Spanish pharma Ferrer is following in Big Pharma’s footsteps by targeting the AI-powered neuroscience R&D work of Verge Genomics.

Ferrer has signed off on over 112.5 million euros ($121.7 million) in combined upfront and potential development and commercial milestone payments for the ex-U.S. rights to Verge’s clinical-stage amyotrophic lateral sclerosis (ALS) drug VRG50635. Verge is also entitled to a slice of the royalties should VRG50635 make it to market.

Verge is currently assessing the PIKfyve inhibitor in a phase 1b proof-of-concept trial for the treatment of sporadic and familial forms of ALS. Under the agreement, Ferrer will acquire the rights for the drug in Europe, Central and South America, Southeast Asia and Japan, while Verge will retain the license for the U.S. and other territories.
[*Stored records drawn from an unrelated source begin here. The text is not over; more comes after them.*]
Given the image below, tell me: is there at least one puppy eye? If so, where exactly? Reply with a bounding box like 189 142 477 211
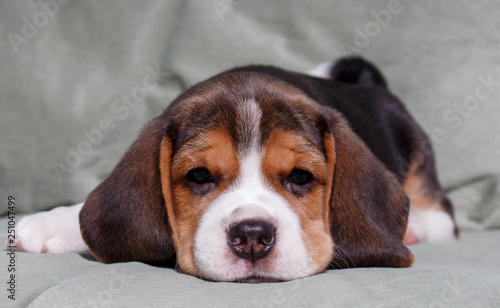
283 169 317 197
288 169 313 185
184 168 217 196
187 168 214 185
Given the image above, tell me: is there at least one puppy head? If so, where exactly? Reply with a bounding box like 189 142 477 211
80 72 412 281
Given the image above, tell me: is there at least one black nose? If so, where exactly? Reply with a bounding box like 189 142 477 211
227 221 275 263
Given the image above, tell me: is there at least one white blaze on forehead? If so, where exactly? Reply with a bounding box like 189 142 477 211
194 101 313 280
236 99 262 153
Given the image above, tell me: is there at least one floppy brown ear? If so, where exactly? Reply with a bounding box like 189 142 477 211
324 112 414 268
80 116 175 265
VRG50635 will fill an ALS-shaped hole in Ferrer’s pipeline that was created in January when the Ferrer’s oral formulation of edaravone—an antioxidant that is sold in a different formulation by Mitsubishi Tanabe Pharma as Radicava—failed a phase 3 trial.

“We believe VRG50635 represents a promising new approach to treating this devastating disease, and we look forward to combining our strengths to accelerate the development of this potential treatment,” Ferrer’s chief scientific and business development officer Oscar Pérez said in a March 25 release.

Verge has touted VRG50635 as “one of the first drugs to enter clinical trials that was entirely discovered and developed using an AI-enabled platform.” Verge’s CEO Alice Zhang said today’s licensing deal was “another clear recognition of the value of our Converge platform and its ability to identify novel targets more successfully for complex diseases that can be rapidly translated to the clinic.”

“We're thrilled to work with Ferrer to progress VRG50635 through clinical development and towards potential commercialization,” Zhang added. “Ferrer has extensive experience navigating clinical development and regulatory landscapes across the globe. They also understand the complex and variable payer and reimbursement environments in the territories in which we will collaborate.”

Verge has had plenty of external interest in its R&D work. In September 2023, AstraZeneca signed a $42 million upfront deal to find new targets for rare neurodegenerative diseases. The biotech also inked high-profile deals with Eli Lilly and Merck & Co. back in 2021.

While VRG50635 has already entered the clinic, Verge’s Parkinson’s disease, schizophrenia and frontotemporal dementia programs remain in preclinical development.